It’s worth noting that this is not the first encounter with his children’s sexuality. Earlier on in the show, his younger daughter, Maisie, draws a girl getting violently gang-raped. She says she draw it because the other girls liked it, they found it funny.

But this act is forgiven, not just because she is a child, but the desire was not hers. She did not desire it, therefore; rape, she is a victim of others’ desire. Why or how the other children desired this is a more interesting question that Maggie responds to with tired disgust. Maisie retains her innocence and remains a subject through her apparent lack of desire.

But the older daughter Audrey is shown acting out, getting in with the wrong crowd, fighting with Dad, establishing an identity and autonomy in all the wrong and necessary ways that kids do. When she is caught in the act of having sex (his words not mine) with two older men, she claims she wanted it, she in fact begs her father not to punish them and says it’s not fair. As Martin says, what the men did was statutory rape. But more importantly their crime revealed that she was capable of desire. It doesn’t matter if she wanted it, he needs it to be rape even before the letter of law comes into it. You can tell that he is more upset about her desire, than theirs, because of the fact that he calls her a whore before he even threatens to call them rapists. He punished her for her sexual desire, Margaret understands that his punishment is wrong and stops him from going further, so he punishes the only people he can punish, and he does this by making them rapists. But really, this is all just displacement for the fact that someone can have desire, and not for him, because Martin is a narcissist. I’m not saying Martin wants to fuck his daughter, or his daughter to fuck him, but for someone to want is evidence that someone can not want him, and the selection of another is evidence of his potential rejection. He is no longer the whole of someone’s whole world.

This is further evidenced by his assault on his ex’s boyfriend. He doesn’t assault his ex after they break up, he assaults the new boyfriend, and questions if she gave him oral sex – did she desire him? This was the offence, and revenge again was taken against the man, not the woman. The third and final piece is when Maggie and Rust have sex. Maggie completely understands that desire for someone other than Martin is something he fundamentally cannot tolerate. You probably think that’s ironic that an adulterer has this kind of complex, but if you think about it for more than a moment it makes complete sense.

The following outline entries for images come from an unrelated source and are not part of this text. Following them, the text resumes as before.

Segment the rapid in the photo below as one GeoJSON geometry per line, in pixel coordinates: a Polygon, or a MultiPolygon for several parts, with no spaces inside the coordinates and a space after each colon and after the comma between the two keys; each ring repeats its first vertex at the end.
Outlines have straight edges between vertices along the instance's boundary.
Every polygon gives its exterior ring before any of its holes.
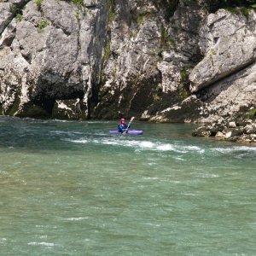
{"type": "Polygon", "coordinates": [[[256,147],[193,125],[0,117],[1,255],[255,255],[256,147]]]}

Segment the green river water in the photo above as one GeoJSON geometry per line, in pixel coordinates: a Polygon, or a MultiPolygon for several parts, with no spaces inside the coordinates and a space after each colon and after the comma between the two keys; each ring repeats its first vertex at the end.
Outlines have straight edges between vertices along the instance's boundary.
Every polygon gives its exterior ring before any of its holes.
{"type": "Polygon", "coordinates": [[[256,147],[195,126],[0,117],[0,255],[256,255],[256,147]]]}

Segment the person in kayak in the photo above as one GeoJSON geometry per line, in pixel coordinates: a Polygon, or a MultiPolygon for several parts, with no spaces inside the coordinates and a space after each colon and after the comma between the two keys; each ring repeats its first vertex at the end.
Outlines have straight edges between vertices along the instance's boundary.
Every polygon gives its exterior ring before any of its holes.
{"type": "Polygon", "coordinates": [[[119,132],[127,132],[128,131],[128,125],[125,124],[125,118],[121,118],[120,122],[118,125],[118,129],[119,129],[119,132]]]}

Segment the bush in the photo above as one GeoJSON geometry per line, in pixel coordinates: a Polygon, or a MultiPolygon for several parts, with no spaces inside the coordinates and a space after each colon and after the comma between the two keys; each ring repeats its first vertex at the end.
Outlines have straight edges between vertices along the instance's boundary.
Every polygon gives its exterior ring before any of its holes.
{"type": "Polygon", "coordinates": [[[22,20],[22,15],[17,14],[15,19],[17,20],[17,21],[21,21],[22,20]]]}

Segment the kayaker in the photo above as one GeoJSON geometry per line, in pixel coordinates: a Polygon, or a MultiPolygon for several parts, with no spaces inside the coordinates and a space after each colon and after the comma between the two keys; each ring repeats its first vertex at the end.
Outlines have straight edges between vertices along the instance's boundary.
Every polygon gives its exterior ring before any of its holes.
{"type": "MultiPolygon", "coordinates": [[[[130,127],[129,127],[130,128],[130,127]]],[[[128,131],[128,125],[125,124],[125,119],[121,118],[120,122],[118,125],[119,132],[127,132],[128,131]]]]}

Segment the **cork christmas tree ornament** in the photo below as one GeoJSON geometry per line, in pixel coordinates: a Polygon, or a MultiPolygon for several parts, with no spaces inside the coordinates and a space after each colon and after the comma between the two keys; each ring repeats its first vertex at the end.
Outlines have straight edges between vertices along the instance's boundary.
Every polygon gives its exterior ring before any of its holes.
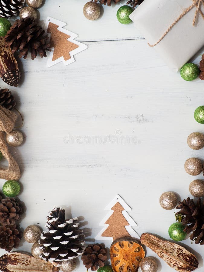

Martin is a bad cop, literal and metaphorical. The justice system is, or used to be, an extremely patriarchal system, and it certainly is in the era this show is set in. Think Old Testament judgement, judgement for sinning, as opposed to New Testament judgement, punishment for failing, which is the act of maternal superego. He is an excellent example of society’s intolerance of female sexuality, intentional or not, personal or not.

You are not Martin Hart, even if you liked him, even if you related to him a little. You probably don't beat up your ex's boyfriends and cheat on your wife.

But (assuming) you watched the show, and you understood him, and somewhere in this essay you recognised something, and you would very much like that something to be about other people, about Martin, or the person on the news. It isn't. You have desired, and been desired, and failed to be desired, and in each of those moments you operated on the same mechanism this post describes. You are probably not a monster. You are just someone who needed desire not to exist, because desire is a judge, and you were afraid of the verdict.

Everyone is. The difference is whether you're honest about what you did with that fear, and the answer is probably porn.